Nous avons également adopté un formulaire normalisé afin d'accélérer et de simplifier les ajouts à la LS.

[Traduction]

Pour nous, il s'agit de faire de notre mieux avec l'information dont nous disposons, car l'information joue un rôle déterminant. Les parents doivent faire leur part en nous fournissant toute information pertinente sur leur enfant et en nous avertissant s'ils craignent que la délivrance d'un passeport n'entraîne un déplacement illicite de leur enfant hors du Canada. Nous savons que les enfants font partie de nos clients les plus vulnérables et, tout comme vous, nous sommes déterminés à veiller à leur bien-être et à leur sécurité.
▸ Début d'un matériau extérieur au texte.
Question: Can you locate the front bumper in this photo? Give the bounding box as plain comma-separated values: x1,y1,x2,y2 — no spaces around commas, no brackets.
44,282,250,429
J'espère que ces renseignements vous ont permis de mieux comprendre le rôle que joue le Programme de passeport dans la prévention de l'enlèvement d'enfants. Je vous remercie.

La présidente : Je remercie tous les témoins de leurs exposés. Nous allons maintenant passer aux questions des sénateurs.

Le sénateur Eggleton : Ma première question s'adresse à la GRC. En 1998, le Sous-comité des droits de la personne et du développement international de la Chambre des communes avait publié un rapport sur l'enlèvement international d'enfants. Il avait dit à l'époque que la plupart des services de police n'avaient pas une politique opérationnelle complète à appliquer en cas de disparition d'enfants. L'inscription des cas d'enlèvement par un parent dans la base de données du Centre d'information de la police canadienne, ou CIPC, était facultative, de même que la déclaration des cas au Bureau d'enregistrement des enfants disparus. De plus, d'après les témoins qui avaient comparu devant le sous-comité, il fallait parfois attendre des semaines avant que la police n'agisse, et il arrivait qu'elle ne fasse absolument rien. La situation a-t-elle évolué depuis la parution de ce rapport en 1998? Si oui, de quelle façon?

M. Oliver : Je suis persuadé qu'il y a eu des améliorations dans la façon dont la police réagit dans de tels cas. Le problème, dans le passé, c'est que la police n'était pas toujours sûre d'être habilitée à intervenir dans ce qu'elle considérait comme des cas relevant du droit civil. Depuis, comme je l'ai mentionné, il y a eu un certain nombre d'initiatives de formation destinées à mieux renseigner la communauté d'application de la loi sur ses rôles et responsabilités. De plus, la collaboration s'est intensifiée entre les autorités centrales, les ONG et cette communauté.

En ce qui concerne la GRC, je peux dire au comité qu'en vertu de notre politique opérationnelle, nous devons nous occuper rapidement des cas d'enfants disparus et faire des enquêtes approfondies. C'est la norme qui a servi de base à la politique opérationnelle de la GRC.

Le sénateur Eggleton : Cela signifie-t-il que l'inscription dans la base de données du CIPC et au Bureau d'enregistrement des enfants disparus est maintenant obligatoire? D'après le rapport du comité, elle était alors facultative.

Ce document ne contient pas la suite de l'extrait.